Entre um conto e outro, saía da rede para tomar um "ar" e observar  o rio Solimões e a beira mais de perto... passou a identificar as plantações... banana era a mais fácil, mandioca e macaxeira precisariam de um olhar mais atento... mas com um pouco de treino ficaria uma expert! açaí e milho não ficavam atrás, aquilo estava fácil demais... 
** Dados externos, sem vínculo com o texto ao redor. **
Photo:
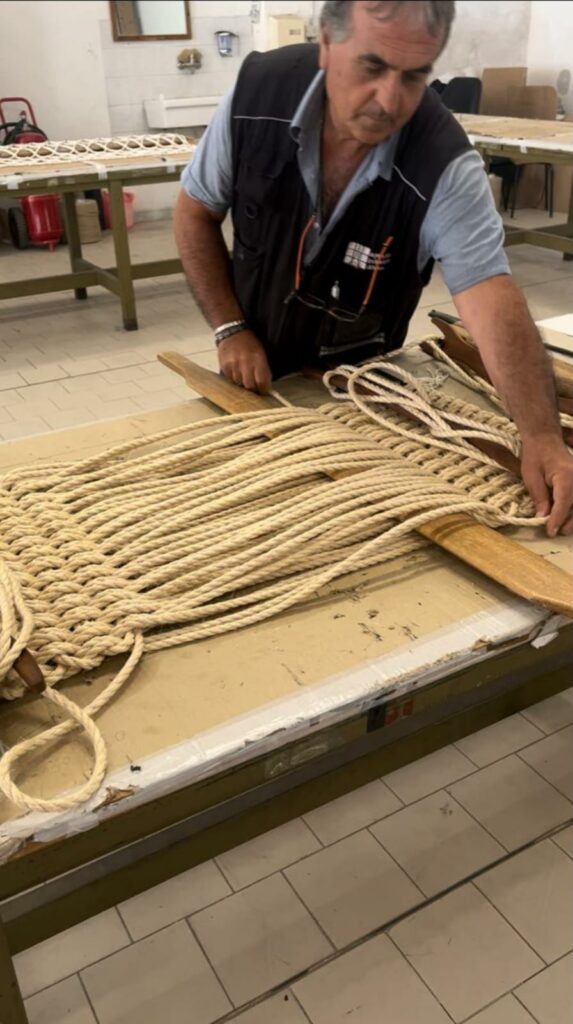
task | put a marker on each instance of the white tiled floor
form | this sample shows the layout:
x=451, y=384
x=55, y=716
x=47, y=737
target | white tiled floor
x=442, y=893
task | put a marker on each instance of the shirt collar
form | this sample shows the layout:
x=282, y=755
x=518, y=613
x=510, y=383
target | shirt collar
x=308, y=118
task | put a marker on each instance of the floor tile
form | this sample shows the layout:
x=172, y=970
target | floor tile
x=498, y=740
x=465, y=950
x=24, y=428
x=549, y=996
x=372, y=984
x=512, y=802
x=354, y=811
x=157, y=979
x=68, y=952
x=282, y=1009
x=174, y=899
x=554, y=713
x=267, y=854
x=534, y=891
x=565, y=840
x=259, y=938
x=353, y=887
x=553, y=758
x=505, y=1011
x=429, y=774
x=437, y=842
x=62, y=1003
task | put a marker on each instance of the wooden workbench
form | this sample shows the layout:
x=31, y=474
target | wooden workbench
x=213, y=742
x=72, y=177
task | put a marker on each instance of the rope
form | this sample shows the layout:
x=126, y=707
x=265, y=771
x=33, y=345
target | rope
x=216, y=525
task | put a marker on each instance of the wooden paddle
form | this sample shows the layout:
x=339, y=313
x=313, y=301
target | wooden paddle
x=509, y=563
x=460, y=347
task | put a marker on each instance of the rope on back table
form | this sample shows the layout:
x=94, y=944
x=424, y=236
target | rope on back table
x=40, y=154
x=216, y=525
milho cozido, bolo, canjica, mingau, macaxeira cozida, bolo, pé de moleque, farinha, tapioca, banana frita, cozida, bolo, mingau, farofa, recheio de pão, pudim de açaí, sorvete, céus... em pouco tempo, Alex Atala sentiria inveja de você.  Um banquete estava montado, até o sabor você já sentia.

No meio daquelas casinhas na beira do rio, uma delas, quando tinha, sempre se destacava... uma instituição que você aprendeu a desconfiar... "escola".

E pela primeira vez na vida, ela se imaginou sendo professora.

Teria uma roça com todas as plantinhas que lhe desse na telha e que era duramente proibida na cidade: 
"suja e a raiz quebra fossa e calçada, nem pensar!", alguns diriam.

Lá ela seria livre e faria banquetes infinitos, igual na "festa de babete"...  aquele filme que todo mundo odiou.



O sonho estava ok, mas ela não fez pedagogia... e se recusaria a alfabetizar alguém com U-V-A... ah, era só adaptar pra B-U-R-I-T-I, aí sim...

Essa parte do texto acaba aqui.